Michael Warshawski (Mikado) is a founding member of the Alternative Information Center (AIC)
------------------- A new leader for the Labor party – a new hope?
by Michael Warshawski
The defeat of Shimon Peres in the recent elections for the leadership of the Labor Party came as no surprise to anyone familiar with the history of Peres. The 82-year-old politician has never won any election, either nationally or at the party level—rumors even suggest that he lost elections for student government during his time in elementary school, some seventy years ago.
Even when polls have given him a substantial lead over his political opponents, at the last moment voters remembered who Shimon Peres is—his manipulations, his chronic lies, his lack of principles—and voted against him in the end.
No thanks to Shimon Peres, this time the instinct for life among the Labor Party members was stronger than nomenklatura manoeuvres and tricks, and Amir Peretz was elected, though by a small majority, as the new leader of the Labor Party and as candidate for prime minister in the next elections.
This is good news, if only for one reason: the possibility of a new political opposition to the Sharon-Netanyahu-Peres consensus, based, on the one hand, on a permanent preventive brutal war against the Palestinian people, and, on the other hand, cruel neoliberal economic and social policies.
In Amir Peretz’ victory speech to party members, he committed himself to a radical turn, to end the war on the Israeli working people who have been suffering the worst attack ever on their standard of living, and to immediately renew negotiations with the Palestinian leadership, ending five years of unilateralism. As well, Peretz announced that he will immediately demand the withdraw of Labor ministers from the Sharon government and bring about new national elections.
These are not surprising words coming from Amir Peretz: he has always objected to Labor participation, rejected the anti-negotiation line of Ehud Barak and Ariel Sharon, refused to participate in the “no partners” campaign and the war against the Palestinians. Moreover, as the head of the Israeli Trade Unions Confederation, the Histadrut, he has been a permanent opponent of neoliberalism and the deadly attacks on the standard of living and the social rights of the Israeli population. No doubt, as his first speech indicated very clearly, his election campaign will emphasize a ‘social’ platform, a voice which has been totally absent from the political discourse in Israel during the last ten years or more, of neoliberalism, privatization and the dismantling of social services.

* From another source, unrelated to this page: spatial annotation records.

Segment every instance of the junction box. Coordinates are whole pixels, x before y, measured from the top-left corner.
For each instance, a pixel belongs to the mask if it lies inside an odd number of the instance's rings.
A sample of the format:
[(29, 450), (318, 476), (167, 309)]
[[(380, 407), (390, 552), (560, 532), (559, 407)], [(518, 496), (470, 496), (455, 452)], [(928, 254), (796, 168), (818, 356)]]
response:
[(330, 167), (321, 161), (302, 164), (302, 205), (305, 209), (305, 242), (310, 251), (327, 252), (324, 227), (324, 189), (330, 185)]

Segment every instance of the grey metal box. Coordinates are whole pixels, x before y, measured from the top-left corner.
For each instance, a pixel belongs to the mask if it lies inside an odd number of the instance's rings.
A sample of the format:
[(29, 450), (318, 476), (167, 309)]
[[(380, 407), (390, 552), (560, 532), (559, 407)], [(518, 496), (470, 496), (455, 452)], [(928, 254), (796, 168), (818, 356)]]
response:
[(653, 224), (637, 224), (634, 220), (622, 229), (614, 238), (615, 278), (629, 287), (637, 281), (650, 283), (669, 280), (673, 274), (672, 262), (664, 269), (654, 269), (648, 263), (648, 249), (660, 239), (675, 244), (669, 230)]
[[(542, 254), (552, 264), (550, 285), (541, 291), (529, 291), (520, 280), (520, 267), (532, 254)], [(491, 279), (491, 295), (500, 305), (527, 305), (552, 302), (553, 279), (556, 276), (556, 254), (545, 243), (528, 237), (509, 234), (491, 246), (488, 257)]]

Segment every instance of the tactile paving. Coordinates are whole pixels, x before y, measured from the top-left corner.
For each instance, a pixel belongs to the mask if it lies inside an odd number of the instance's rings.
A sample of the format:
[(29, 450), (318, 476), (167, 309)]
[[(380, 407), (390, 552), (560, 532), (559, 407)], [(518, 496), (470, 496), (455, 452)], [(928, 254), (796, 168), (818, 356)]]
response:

The hysterical reaction of the economic editor of Ha’aretz—Israel’s daily newspaper most closely aligned with the ideology of Israel’s big capital—to the Peretz’ victory, presenting him as the return of a “communist economy” (sic) ideologue, and the end of a market economy, reflects the hostility of capital to the new leader and his widespread image as a workers’ agitator. Somewhat of an exaggerated image, as we shall see. In that sense, Amir Peretz election at the head of the Labor Party may put an end to the socio-political consensus in the Zionist political arena, and re-focus the debate within Israeli society. A very positive development, indeed.
Having said that, one must be aware that Amir Peretz is a Labor Party personality, with all the limitations such attachments imply. He has never challenged the old Zionist national consensus, and by no-way can he be considered a dissident. In his second important speech (20 November)—addressed this time to the whole Israeli public and considered as his election platform—he made clear that he has no objection to a liberal market economy, yet advocates for a more balanced one. Moreover, he stated that though he is in favor of renewing the peace process, “his platform is not Geneva,” and he does not challenge Israeli sovereignty over East Jerusalem. He is a strong opponent to the settlements strategy, but also to the Right of Return for Palestinian refugees.
One could say that Amir Peretz belongs to a species, which, since the assassination of Rabin in 1995, was pushed to the sideline of Israeli politics—left-Zionism—with all the structural and political limits such a concept embodies. Nevertheless, in a political arena full of corrupt warmongers, a return to a certain left-Zionist discourse and alternative should be welcomed.